Numerous sub-categories of lncRNAs have been proposed based on different features such as their location relative to surrounding coding genes (intergenic, sense/antisense overlapping, divergent) or the chromatin context embedding their transcription start site (TSS) (promoter of a coding gene, enhancer, CTCF binding) but will probably need to be reconsidered based on functional or intrinsic properties of the lncRNAs themselves (Mattick and Rinn 2015). While most stable lncRNAs are transcribed by RNA-pol II, possess a 5’ cap, are polyadenylated and often spliced, some use different ways for 3’ maturation or are otherwise usually unstable and rapidly degraded transcripts (Wilusz, Freier, and Spector 2008; M. Guttman 2009; Lloret-Llinares et al. 2015; Zong et al. 2016).
The sequence conservation across species of these RNAs is on average much lower than for their coding counterparts (Ulitsky and Bartel 2013). It is still not clearly understood whether this suggests that the selection pressure applied on lncRNAs is based on different criteria than the one applied on mRNAs or if it simply reflects the insignificant functionality of a vast majority of them. Indeed, if the structures of lncRNAs are more important than their actual sequences, which might be suggested by the fact that in silico predictions of secondary structures for lncRNAs lead to complex and organised folding (Pegueroles and Gabaldón 2016), it is conceivable that their DNA sequence evolved rapidly under lower constrains.
The average level and tissue-specificity of lncRNAs expression also shows a distinguishable behaviour compared to coding genes. Indeed, the vast majority of lncRNAs are expressed at a lower level than mRNAs, possibly suggesting their specific expression in some sub-populations of cells within a given tissue or cell culture (Cabili et al. 2011; Pauli et al. 2012; Derrien et al. 2012). In agreement with this idea, the expression of lncRNAs is more strongly restricted to a specific tissue or cell type than it is for coding genes. Such specific features argue for a role of lncRNAs in the maintenance of cell identity or in highly specified functional biological tasks (S. J. Liu et al. 2017).

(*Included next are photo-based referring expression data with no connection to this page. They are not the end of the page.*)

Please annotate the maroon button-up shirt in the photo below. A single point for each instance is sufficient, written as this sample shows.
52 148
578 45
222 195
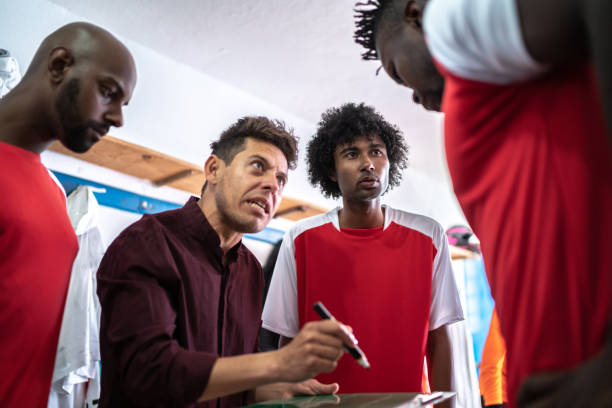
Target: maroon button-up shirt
170 308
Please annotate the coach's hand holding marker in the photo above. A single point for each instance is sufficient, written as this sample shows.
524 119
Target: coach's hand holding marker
356 352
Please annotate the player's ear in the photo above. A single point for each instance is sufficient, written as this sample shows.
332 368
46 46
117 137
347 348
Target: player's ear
413 14
60 61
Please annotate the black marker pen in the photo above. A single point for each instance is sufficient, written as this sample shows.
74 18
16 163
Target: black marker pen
354 351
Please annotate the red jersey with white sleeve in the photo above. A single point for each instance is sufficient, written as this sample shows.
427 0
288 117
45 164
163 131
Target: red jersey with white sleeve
529 158
391 284
37 248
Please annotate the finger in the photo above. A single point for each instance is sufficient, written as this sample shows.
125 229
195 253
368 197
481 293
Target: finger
348 331
315 365
320 388
330 336
325 351
340 330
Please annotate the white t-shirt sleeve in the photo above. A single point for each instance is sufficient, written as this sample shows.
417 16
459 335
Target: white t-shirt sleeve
280 314
445 305
480 40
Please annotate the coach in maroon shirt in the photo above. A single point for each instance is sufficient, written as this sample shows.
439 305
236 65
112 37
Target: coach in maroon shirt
181 294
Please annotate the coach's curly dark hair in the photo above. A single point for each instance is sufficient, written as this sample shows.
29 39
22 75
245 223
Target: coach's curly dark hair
368 15
339 126
261 128
232 140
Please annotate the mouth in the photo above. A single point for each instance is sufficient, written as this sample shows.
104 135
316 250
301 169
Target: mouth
261 204
368 181
101 131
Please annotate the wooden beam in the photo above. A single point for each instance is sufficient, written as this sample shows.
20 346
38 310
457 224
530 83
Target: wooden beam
161 169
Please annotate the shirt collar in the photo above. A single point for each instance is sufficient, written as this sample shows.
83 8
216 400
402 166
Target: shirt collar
197 227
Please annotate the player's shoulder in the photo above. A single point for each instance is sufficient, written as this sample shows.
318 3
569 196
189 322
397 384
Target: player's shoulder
313 222
421 223
479 40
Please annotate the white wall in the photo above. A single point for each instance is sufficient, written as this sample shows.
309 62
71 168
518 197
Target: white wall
178 111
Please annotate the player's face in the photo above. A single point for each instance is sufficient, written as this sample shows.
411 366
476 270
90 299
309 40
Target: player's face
91 100
250 188
406 59
362 169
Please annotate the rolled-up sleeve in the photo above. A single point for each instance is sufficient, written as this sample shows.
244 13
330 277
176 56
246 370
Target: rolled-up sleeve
138 331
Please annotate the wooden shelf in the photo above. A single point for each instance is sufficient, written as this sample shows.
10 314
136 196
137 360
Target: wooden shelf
138 161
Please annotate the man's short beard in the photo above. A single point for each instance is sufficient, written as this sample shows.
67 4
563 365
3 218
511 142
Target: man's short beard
227 219
74 128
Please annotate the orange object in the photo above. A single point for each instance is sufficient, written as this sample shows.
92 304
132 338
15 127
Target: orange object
492 380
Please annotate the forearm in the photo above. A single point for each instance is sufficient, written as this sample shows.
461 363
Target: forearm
231 375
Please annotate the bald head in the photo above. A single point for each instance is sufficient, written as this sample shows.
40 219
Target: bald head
84 41
83 77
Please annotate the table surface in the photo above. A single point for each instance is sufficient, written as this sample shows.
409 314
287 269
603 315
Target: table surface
352 400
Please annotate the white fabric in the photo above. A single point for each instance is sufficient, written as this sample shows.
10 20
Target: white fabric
465 379
280 313
78 352
9 73
479 40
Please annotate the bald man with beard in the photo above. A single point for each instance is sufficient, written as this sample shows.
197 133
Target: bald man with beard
74 91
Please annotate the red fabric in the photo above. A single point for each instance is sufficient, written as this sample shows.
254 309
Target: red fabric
37 248
530 165
360 278
170 308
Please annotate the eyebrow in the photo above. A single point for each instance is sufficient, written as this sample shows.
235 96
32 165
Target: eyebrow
354 148
267 164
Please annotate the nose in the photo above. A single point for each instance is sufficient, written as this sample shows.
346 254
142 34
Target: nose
272 184
416 98
115 116
367 164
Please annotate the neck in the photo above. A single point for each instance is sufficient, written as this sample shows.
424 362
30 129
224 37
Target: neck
361 214
23 123
228 237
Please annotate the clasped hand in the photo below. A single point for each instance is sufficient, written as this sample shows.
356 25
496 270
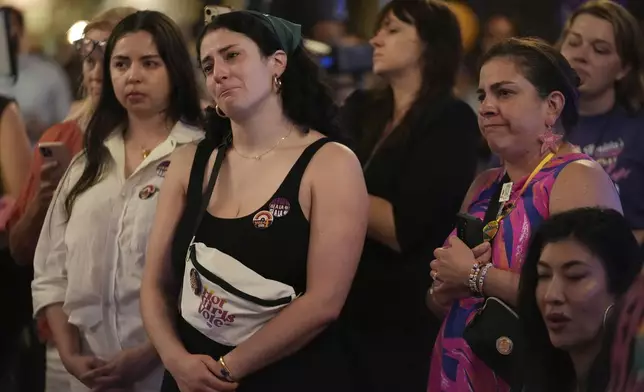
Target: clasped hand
452 267
199 373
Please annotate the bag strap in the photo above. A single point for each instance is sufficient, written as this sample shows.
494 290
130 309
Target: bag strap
495 203
221 154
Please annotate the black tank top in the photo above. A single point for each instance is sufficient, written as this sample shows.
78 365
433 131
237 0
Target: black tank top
278 252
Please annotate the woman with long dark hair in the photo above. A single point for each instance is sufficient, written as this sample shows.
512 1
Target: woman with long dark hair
89 259
418 148
578 266
266 219
529 101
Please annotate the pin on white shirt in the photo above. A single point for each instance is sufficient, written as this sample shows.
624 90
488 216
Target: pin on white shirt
93 262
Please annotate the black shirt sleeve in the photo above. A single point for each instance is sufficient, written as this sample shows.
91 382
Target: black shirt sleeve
438 168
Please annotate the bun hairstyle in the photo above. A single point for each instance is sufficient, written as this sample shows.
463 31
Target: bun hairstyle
628 41
547 70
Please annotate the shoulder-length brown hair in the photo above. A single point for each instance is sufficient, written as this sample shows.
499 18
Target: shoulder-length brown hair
628 40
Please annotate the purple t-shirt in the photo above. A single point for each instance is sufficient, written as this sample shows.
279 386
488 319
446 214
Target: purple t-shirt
616 141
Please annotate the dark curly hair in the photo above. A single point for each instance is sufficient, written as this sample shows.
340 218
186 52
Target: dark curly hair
306 99
547 70
110 114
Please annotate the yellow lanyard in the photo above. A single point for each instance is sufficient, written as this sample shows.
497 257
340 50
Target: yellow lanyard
490 229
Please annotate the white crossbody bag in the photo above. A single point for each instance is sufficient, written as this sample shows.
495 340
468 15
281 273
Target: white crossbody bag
221 297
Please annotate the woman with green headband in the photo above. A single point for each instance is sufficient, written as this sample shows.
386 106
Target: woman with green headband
270 223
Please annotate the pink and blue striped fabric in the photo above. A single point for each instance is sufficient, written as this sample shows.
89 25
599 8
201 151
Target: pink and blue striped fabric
454 367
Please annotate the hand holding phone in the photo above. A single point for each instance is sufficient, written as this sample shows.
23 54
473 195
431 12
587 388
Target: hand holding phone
469 229
56 158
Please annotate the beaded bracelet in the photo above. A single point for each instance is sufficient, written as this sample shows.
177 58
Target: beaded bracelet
474 273
482 276
225 372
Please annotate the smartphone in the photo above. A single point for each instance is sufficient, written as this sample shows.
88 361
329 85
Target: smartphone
469 229
56 151
212 11
8 46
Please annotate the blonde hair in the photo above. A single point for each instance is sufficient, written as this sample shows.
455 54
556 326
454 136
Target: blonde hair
106 20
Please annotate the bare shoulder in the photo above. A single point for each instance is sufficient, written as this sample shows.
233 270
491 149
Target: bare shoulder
11 114
335 160
581 171
336 155
583 183
181 164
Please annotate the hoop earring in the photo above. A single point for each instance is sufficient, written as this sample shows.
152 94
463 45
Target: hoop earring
606 314
277 82
549 140
220 112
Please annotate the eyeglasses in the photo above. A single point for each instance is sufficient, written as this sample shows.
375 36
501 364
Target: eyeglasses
85 47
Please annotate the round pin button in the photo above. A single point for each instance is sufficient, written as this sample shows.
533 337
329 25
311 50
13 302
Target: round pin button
263 220
504 345
147 192
279 207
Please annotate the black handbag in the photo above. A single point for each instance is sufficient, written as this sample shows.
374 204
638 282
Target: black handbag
495 334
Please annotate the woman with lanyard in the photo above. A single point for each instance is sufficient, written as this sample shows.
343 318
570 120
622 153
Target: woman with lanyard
278 214
418 147
31 207
603 43
528 101
89 259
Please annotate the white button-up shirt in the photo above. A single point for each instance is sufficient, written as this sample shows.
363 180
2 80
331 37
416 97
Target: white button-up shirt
93 262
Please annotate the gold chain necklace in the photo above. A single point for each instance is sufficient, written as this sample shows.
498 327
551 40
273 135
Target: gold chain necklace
259 156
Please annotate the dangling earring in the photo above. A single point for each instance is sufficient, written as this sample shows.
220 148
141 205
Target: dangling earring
277 82
606 314
549 140
220 112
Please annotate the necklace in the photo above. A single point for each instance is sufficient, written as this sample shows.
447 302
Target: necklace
259 156
492 228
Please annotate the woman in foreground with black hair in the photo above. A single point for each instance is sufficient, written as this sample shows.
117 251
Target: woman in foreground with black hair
579 264
89 259
276 246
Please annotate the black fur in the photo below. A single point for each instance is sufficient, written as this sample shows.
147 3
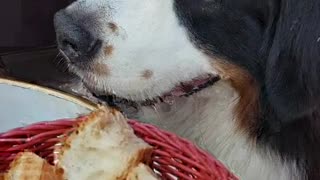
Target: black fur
278 42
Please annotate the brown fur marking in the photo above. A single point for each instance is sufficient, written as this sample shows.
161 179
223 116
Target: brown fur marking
108 50
247 108
100 69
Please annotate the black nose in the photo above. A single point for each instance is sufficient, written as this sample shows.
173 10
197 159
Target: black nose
74 39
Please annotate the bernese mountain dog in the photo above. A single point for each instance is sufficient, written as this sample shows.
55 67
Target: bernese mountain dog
172 54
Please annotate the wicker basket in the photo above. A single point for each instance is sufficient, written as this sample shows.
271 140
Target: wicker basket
173 157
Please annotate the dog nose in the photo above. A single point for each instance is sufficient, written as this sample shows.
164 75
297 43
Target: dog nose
73 39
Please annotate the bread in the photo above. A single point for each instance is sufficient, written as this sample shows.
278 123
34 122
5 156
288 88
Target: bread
141 172
104 147
29 166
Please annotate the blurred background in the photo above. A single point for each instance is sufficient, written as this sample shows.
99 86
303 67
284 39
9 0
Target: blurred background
27 45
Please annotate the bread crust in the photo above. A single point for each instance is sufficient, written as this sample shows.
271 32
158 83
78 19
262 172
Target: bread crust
29 166
94 128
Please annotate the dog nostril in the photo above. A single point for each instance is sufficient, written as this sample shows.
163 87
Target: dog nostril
69 45
94 46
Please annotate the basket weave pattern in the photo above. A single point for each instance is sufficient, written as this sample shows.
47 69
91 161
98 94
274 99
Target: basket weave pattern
173 157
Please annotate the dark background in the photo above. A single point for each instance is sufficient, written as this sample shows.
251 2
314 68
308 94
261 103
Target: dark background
27 45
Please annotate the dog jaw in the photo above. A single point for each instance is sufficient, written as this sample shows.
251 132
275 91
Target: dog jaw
145 37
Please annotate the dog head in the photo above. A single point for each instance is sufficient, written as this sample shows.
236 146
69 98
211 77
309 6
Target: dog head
142 50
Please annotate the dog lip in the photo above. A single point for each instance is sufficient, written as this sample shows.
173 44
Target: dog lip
184 89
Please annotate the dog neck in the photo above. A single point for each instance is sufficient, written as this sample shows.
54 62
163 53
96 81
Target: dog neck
207 119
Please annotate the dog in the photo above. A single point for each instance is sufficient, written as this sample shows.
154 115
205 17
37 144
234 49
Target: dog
172 54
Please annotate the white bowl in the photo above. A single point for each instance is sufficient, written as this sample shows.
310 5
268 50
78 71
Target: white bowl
22 104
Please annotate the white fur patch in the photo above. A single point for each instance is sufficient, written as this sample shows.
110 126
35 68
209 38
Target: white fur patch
149 38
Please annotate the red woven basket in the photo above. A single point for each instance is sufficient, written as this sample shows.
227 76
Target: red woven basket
173 157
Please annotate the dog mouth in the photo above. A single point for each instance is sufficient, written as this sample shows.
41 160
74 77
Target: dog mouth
183 89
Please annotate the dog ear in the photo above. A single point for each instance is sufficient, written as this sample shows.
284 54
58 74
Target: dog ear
293 66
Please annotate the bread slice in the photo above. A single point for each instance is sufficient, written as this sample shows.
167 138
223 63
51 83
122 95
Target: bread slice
29 166
141 172
104 147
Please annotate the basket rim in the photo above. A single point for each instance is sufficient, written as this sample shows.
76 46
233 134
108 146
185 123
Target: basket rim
52 92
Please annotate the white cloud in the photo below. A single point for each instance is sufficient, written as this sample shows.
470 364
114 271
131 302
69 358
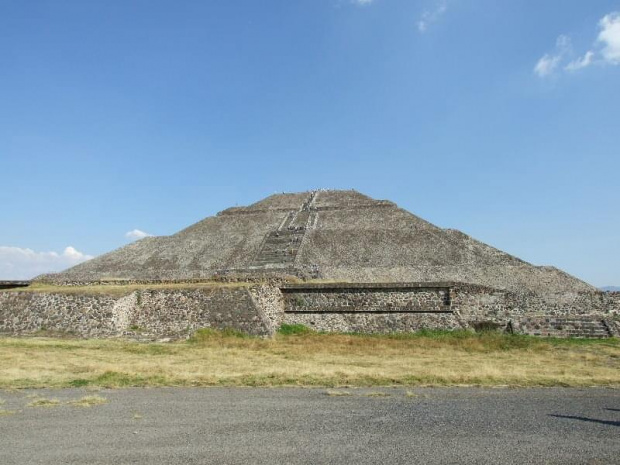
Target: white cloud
136 234
606 50
550 61
18 263
431 16
582 62
610 37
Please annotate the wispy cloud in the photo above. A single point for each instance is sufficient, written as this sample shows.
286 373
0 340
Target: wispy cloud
19 263
610 37
606 50
582 62
549 62
135 234
431 16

LncRNAs function in mouse ES cells
First of all, it’s worth mentioning that new ways of action are constantly proposed for lncRNAs. This is not surprising given the incredibly high diversity of transcripts grouped together in the lncRNA family. We will therefore focus on a limited subset of transcripts, chosen to be representative of the diverse functions fulfilled by the lncRNAs, and that have more specifically been shown to play a functional role in pluripotent cells. In particular, the three main classes of regulatory lncRNAs will be mentioned: regulating neighbouring gene(s) in cis, regulating in trans the transcription of distant genes in the nucleus, acting on regulation of gene expression in the cytoplasm.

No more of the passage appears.